To be sure, there are some clever, well-sustained scare sequences in this latest tale of an alien life form that masquerades as human while knocking off an Antarctic research crew; the protracted scene in which the victims-to-be check each other's dental work for fillings (the creature not being able to replicate metal) is particularly nerve-racking.
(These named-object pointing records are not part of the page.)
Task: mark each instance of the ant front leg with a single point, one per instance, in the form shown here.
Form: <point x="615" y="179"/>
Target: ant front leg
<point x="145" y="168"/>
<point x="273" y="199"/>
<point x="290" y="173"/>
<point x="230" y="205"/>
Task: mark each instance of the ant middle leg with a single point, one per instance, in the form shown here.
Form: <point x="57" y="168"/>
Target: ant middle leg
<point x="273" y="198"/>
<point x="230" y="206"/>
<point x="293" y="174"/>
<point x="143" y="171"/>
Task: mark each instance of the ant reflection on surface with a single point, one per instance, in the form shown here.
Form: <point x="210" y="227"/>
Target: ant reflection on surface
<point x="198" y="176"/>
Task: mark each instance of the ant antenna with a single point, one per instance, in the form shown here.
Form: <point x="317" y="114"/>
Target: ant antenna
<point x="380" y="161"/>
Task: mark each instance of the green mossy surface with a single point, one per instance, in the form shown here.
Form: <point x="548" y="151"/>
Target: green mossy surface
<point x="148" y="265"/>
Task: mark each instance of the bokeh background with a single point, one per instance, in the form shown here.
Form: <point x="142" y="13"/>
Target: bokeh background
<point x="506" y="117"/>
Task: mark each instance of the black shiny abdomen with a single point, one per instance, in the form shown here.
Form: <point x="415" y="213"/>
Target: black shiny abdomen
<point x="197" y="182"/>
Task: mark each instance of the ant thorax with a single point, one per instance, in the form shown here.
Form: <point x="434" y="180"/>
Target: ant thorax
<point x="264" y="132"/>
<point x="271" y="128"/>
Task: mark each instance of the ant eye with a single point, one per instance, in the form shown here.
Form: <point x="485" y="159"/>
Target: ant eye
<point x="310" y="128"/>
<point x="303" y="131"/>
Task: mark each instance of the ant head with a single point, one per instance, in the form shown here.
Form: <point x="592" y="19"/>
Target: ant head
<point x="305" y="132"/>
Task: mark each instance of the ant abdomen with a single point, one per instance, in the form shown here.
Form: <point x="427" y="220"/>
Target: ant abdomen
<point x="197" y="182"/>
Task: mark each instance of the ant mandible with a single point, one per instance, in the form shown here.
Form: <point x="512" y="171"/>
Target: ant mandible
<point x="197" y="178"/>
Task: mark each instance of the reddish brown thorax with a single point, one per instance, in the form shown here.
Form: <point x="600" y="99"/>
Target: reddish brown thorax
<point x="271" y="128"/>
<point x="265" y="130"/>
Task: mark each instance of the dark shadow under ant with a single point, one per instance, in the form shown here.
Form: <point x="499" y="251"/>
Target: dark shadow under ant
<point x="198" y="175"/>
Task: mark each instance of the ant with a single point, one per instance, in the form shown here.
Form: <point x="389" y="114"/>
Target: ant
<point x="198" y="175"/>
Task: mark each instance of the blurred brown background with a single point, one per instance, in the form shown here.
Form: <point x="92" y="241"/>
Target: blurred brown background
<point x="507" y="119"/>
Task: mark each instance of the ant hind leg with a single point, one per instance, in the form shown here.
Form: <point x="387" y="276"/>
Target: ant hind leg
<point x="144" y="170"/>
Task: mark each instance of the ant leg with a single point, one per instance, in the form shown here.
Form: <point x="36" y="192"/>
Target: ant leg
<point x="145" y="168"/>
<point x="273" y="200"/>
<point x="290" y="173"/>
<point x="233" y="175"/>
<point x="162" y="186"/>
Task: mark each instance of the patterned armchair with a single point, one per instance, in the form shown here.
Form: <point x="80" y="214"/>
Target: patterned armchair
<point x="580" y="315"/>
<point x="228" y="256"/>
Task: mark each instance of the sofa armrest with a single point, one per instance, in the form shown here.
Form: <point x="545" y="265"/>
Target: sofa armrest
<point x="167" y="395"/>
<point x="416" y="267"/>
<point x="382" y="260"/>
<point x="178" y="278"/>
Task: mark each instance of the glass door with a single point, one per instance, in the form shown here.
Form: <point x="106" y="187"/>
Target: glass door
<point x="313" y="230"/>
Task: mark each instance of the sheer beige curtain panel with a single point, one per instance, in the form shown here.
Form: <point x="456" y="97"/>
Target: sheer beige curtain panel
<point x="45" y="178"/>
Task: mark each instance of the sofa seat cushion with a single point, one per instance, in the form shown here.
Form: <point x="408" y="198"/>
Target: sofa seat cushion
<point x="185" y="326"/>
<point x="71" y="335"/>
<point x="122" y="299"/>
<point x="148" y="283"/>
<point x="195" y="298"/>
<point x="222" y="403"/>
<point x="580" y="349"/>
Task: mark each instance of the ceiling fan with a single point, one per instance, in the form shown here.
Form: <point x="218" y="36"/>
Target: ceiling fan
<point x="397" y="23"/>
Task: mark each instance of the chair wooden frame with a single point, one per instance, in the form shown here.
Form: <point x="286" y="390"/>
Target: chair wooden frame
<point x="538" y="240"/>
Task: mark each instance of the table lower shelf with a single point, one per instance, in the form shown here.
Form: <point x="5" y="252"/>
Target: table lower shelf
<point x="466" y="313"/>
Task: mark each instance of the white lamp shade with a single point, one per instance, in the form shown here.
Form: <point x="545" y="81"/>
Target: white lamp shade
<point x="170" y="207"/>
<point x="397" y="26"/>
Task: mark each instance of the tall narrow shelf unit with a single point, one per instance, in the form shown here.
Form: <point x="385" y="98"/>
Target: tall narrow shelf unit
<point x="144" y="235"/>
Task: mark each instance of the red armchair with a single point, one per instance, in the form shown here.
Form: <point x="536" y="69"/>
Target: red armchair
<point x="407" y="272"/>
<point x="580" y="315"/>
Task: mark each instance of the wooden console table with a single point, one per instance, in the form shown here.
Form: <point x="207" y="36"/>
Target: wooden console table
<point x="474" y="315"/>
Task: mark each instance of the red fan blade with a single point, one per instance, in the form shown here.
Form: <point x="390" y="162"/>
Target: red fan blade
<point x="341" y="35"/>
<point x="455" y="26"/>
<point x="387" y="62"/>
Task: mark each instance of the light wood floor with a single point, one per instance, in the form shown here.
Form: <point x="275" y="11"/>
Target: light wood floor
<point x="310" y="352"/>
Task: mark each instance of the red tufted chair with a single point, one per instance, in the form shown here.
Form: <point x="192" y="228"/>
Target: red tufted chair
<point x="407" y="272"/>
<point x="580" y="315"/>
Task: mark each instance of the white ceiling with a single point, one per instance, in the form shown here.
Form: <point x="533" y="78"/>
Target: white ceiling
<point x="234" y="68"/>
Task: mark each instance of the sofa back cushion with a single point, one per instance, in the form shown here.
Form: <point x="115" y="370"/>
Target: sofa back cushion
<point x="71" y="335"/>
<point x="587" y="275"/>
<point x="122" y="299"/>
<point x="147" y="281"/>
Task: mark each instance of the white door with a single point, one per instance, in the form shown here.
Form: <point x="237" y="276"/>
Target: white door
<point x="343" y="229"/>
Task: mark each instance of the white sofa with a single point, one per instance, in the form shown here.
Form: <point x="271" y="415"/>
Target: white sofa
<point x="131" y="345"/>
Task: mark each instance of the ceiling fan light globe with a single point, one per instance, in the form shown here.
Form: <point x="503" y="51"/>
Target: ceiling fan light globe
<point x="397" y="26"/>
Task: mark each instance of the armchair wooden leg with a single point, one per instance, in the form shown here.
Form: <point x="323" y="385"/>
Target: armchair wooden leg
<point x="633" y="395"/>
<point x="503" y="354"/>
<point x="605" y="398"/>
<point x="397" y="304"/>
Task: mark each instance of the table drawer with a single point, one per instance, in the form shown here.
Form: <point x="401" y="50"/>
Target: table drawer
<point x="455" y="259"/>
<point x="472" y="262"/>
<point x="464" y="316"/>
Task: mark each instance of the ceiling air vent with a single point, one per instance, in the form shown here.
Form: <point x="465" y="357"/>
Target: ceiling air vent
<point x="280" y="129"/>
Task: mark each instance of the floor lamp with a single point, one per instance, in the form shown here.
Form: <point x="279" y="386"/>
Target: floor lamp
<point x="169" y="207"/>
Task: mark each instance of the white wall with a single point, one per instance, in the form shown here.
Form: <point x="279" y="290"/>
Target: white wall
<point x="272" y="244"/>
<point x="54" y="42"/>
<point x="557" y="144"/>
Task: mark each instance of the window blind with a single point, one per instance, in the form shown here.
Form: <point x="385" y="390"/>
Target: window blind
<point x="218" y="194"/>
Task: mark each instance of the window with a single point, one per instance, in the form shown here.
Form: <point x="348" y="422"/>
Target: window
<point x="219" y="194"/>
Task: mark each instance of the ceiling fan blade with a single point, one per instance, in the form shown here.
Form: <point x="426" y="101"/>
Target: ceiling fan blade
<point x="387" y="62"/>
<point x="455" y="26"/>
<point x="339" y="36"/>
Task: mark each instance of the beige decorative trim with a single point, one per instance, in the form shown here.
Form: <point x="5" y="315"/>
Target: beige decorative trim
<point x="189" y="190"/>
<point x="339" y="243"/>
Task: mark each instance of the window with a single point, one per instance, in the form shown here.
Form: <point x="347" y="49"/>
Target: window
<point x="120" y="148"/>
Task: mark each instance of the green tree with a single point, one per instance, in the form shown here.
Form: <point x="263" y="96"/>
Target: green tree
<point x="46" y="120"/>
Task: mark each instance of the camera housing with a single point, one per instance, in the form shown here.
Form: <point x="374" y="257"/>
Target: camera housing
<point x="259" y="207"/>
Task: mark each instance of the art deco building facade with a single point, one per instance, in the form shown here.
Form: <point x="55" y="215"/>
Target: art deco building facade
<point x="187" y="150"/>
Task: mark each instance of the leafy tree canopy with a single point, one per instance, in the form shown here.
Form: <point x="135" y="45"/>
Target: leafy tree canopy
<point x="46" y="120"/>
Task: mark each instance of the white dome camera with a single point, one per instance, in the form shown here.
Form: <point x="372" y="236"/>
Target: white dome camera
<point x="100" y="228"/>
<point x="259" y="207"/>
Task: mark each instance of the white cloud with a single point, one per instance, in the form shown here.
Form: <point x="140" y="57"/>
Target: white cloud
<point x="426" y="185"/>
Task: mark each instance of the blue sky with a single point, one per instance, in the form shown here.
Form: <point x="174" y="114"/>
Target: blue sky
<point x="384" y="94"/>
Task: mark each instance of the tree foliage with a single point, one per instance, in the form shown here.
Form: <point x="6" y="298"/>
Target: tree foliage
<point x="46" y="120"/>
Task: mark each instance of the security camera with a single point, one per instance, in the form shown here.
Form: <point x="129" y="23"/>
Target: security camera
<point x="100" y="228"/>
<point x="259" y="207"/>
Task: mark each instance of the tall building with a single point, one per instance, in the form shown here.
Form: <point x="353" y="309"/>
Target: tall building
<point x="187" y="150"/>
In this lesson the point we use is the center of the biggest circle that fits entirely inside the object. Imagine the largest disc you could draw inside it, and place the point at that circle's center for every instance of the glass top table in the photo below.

Yet while van Heijningen handles the tension and the cast with aplomb, there's not much he can do to enliven the hopelessly expository dialogue - Winstead is forever telling her companions exactly how and why the alien does what it does, as if her character had somehow committed Carpenter's film to memory - or the sadly predictable narrative arc. (If the too-obvious gold earring worn by Joel Edgerton's character doesn't immediately set off warning bells, you should turn in your horror-aficionado card.) And while there's a fairly satisfying amount of splatter onscreen, the sad truth is that none of it is nearly as memorable, or as nausea-inducing, as the animatronic visuals from 1982, back before the "miracle" of CGI took much of the tangibility out of special effects; the effects here may be gory, but they sure aren't special. Even after not seeing Carpenter's offering in more than two decades, I can still picture that disembodied head skittering along the floor while an understandably agog David Clennon says, "You've gotta be fucking kidding me." I saw the new The Thing just two days ago, and its images have all but completely evaporated.
THE BIG YEAR
The Big Year, which concerns the exploits of a trio of competitive birding enthusiasts, is the latest movie by David Frankel, the director of Marley & Me. It's also a movie for audiences who thought that Marley & Me was a little too gritty and lifelike for their tastes. I have no doubt that, as a recreational pursuit, the art of birding can be enormously fulfilling. But I found absolutely nothing fulfilling about this (too-)genial family comedy that trades any hint of real-world experience for ho-hum slapstick, incessant voice-over narration, maudlin sentiment, and an utter refusal to let us discover the mystery and beauty of avian life for ourselves. (Eyeing a great spotted woodpecker, one character calls the bird "nothing short of a miracle," a point pounded home through the overtly majestic music and angelic choir on the soundtrack.) A few welcome supporting performers help make it all somewhat less tiresome, among them Anjelica Huston, JoBeth Williams, Rosamund Pike, Rashida Jones, Jim Parsons, Brian Dennehy, and Dianne Wiest. (Happily, the real Dianne Wiest, not the Wiest as played by Andie MacDowell in Footloose.) But mostly, we're given too little to react to beyond leads Jack Black, Steve Martin, and Owen Wilson performing exactly the light-comic shtick they usually do, and delivering their blah dialogue with so little conviction that they don't even appear to be listening to one another. For a film so vocal about celebrating flight, The Big Year is depressingly earthbound.